Pero con independencia de
si bebemos de escuelas filosóficas monistas (solo existe cuerpo) o
dualistas (existe cuerpo y alma), lo que es incontestable es la
percepción que experimenta toda persona de una fuerza superior e
inmensa cuando alza su mirada más allá de su insignificante
hormiguero humano frente a la vastedad del Universo (aunque solo sea
frente a una imponente montaña o a un vasto bosque frondoso). ¿Es
esa percepción una resonancia de nuestra conexión real -tal si de
un cordón umbilical vital invisible se tratara-, con la
omnipresencia de la creación? (Tan invisible y real como la
distancia inmensa que separa y conecta un electrón de su núcleo) ¿Es
ese eco personal e íntimo percibido de la fuerza de la Vida que
existe en todo el Universo lo que los humanos denominamos alma?.

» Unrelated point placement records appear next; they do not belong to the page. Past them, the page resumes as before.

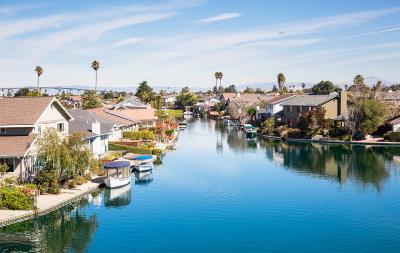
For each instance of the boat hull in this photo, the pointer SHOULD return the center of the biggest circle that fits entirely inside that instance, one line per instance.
(145, 167)
(117, 182)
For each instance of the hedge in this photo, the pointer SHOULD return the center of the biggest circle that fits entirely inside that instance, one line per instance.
(12, 198)
(145, 135)
(136, 150)
(392, 136)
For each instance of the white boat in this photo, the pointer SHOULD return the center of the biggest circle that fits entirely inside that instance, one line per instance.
(144, 167)
(118, 174)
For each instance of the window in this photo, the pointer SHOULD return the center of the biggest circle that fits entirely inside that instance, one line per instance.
(60, 127)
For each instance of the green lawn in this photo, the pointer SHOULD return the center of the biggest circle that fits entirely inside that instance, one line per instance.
(175, 113)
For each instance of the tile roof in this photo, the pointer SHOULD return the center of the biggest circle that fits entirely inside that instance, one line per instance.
(22, 110)
(310, 100)
(279, 99)
(83, 123)
(15, 146)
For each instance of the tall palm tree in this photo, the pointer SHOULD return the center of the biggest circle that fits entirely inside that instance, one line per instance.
(39, 72)
(281, 80)
(220, 79)
(359, 80)
(216, 75)
(95, 66)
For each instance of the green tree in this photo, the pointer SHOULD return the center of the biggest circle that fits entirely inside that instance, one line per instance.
(39, 72)
(157, 103)
(95, 66)
(269, 125)
(231, 88)
(90, 100)
(249, 90)
(23, 92)
(323, 88)
(281, 81)
(185, 98)
(145, 93)
(3, 168)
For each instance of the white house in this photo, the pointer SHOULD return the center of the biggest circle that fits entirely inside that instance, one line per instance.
(22, 120)
(98, 131)
(274, 105)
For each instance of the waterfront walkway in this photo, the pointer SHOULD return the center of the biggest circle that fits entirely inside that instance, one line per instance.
(49, 202)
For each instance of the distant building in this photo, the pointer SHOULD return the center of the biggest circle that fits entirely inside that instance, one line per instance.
(335, 105)
(22, 120)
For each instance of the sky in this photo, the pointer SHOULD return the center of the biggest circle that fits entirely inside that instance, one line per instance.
(184, 42)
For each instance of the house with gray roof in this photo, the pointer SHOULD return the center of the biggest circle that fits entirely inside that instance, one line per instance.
(98, 131)
(334, 104)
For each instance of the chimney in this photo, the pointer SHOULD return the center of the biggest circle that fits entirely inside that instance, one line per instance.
(343, 102)
(96, 127)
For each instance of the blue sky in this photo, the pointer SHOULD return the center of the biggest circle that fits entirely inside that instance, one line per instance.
(178, 42)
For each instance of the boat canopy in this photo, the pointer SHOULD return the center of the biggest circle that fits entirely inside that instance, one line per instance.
(116, 165)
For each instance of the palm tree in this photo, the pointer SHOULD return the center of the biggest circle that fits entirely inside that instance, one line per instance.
(220, 79)
(216, 75)
(281, 80)
(95, 66)
(39, 72)
(359, 80)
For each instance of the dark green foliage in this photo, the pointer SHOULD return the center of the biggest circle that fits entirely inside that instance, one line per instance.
(136, 150)
(145, 93)
(392, 136)
(12, 198)
(90, 100)
(139, 135)
(323, 88)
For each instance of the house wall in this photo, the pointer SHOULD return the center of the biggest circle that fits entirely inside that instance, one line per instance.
(17, 131)
(332, 109)
(50, 118)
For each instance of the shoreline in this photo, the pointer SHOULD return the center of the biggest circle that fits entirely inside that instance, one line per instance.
(276, 138)
(50, 202)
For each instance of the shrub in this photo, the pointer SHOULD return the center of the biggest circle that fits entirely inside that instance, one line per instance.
(3, 168)
(294, 133)
(145, 135)
(13, 198)
(47, 181)
(169, 132)
(96, 167)
(392, 136)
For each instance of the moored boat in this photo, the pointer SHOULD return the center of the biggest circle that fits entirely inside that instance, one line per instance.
(118, 174)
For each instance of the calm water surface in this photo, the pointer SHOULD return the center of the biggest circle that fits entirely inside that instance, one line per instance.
(220, 193)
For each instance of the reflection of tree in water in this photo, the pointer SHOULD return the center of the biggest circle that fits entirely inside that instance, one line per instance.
(65, 230)
(366, 164)
(117, 197)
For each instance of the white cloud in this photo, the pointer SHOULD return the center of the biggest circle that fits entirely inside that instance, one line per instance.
(128, 41)
(221, 17)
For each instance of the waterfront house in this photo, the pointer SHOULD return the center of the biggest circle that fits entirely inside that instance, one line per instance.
(22, 120)
(96, 130)
(335, 105)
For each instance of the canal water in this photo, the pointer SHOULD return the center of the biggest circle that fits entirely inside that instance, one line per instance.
(218, 192)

Probablemente. Y, ¿es el impulso básico e instintivo de la Vida por
seguir existiendo, ciclo regenerativo infinito de todo lo que existe,
lo que nos genera una necesidad de querernos creer trascendentes
sobre nuestra propia mortalidad como formas orgánicas caducas?.
Seguramente. A partir de aquí, que al alma, o fuerza vital esencial
-tuneando a Aristóteles-, le otorguemos atributos humanos con la
correspondiente patina cultural acorde al contexto histórico que
vivamos, no es nada de extrañar. Como en antaño hicimos con el Mar,
el Cielo, el Bosque, o la Montaña, por poner algunos ejemplos que,
más allá de mitologías antiguas, aun perviven en el pálpito
identitario cutural de muchos pueblos. Personificaciones de ideas,
objetos o cosas que extendemos incluso al mundo animal, solo hay que
observar las cualidades humanas que otorgamos a nuestras propias y
queridas mascotas. Y es que los seres humanos, limitados y
determinados por nuestra capacidad perceptiva, somos etnocentristas
por naturaleza, es decir, interpretamos y valoramos todo lo percibido
bajo el prisma referencial de nuestra propia condición humana: los
Dioses tienen personalidad humana, los elementos de la naturaleza
responden a alteraciones emocionales de tipo humano (enojo, venganza,
benevolencia, etc), y el Alma, como no, trasciende en pureza la
propia naturaleza del ser humano como esencia última y primogénita
de éste, convirtiéndose en el anhelo de un Yo superior de carácter
divino y, por tanto, eterno. Por contra, como intelectualmente
concebimos al espíritu como un estadio intermedio entre alma y
cuerpo, asimismo conceptualizamos la pureza de su naturaleza como
intermedia en una amplia escala de graduación de cualidades humanas,
profundamente humanas.
Que existe un principio
vital y una esencia última en todos los cuerpos orgánicos
naturales, parece cierto, al menos en el concepto de Vida que tenemos
los seres humanos. Que, asimismo, este principio vital y esencia
última está interconectado a nivel global en el Universo que todo
lo unifica (desde lo cuerpos más microcósmicos a los más
macrocósmicos), también parece cierto, con independencia que todo
confluya o no en una singularidad que podemos llamar Dios. Que dicho
principio vital y esencia última a escala individual los seres
humanos la denominemos alma, es una certeza. Pero que el principio
vital y esencia última de las personas, el alma, disponga de una
conciencia propia que trasciende la vida del mundo de las formas
orgánicas, e incluso mantenga los rasgos de personalidad del ser
humano en vida terrenal, eso ya es una incógnita. Si respondemos
afirmativamente, entonces debemos dar carta de naturaleza a la
existencia de otras derivadas como es una conciencia superior (Dios),
adentrándonos en un conjunto de creencias solo relatadas por las
religiones (en su amplia y variada diversidad) donde no existe más
certeza que la incerteza de la fe humana.
Como filósofo no me
siento capacitado para categorizar sobre el alma, pues la filosofía
es la búsqueda de la sabiduría (como la sabiduría buscada)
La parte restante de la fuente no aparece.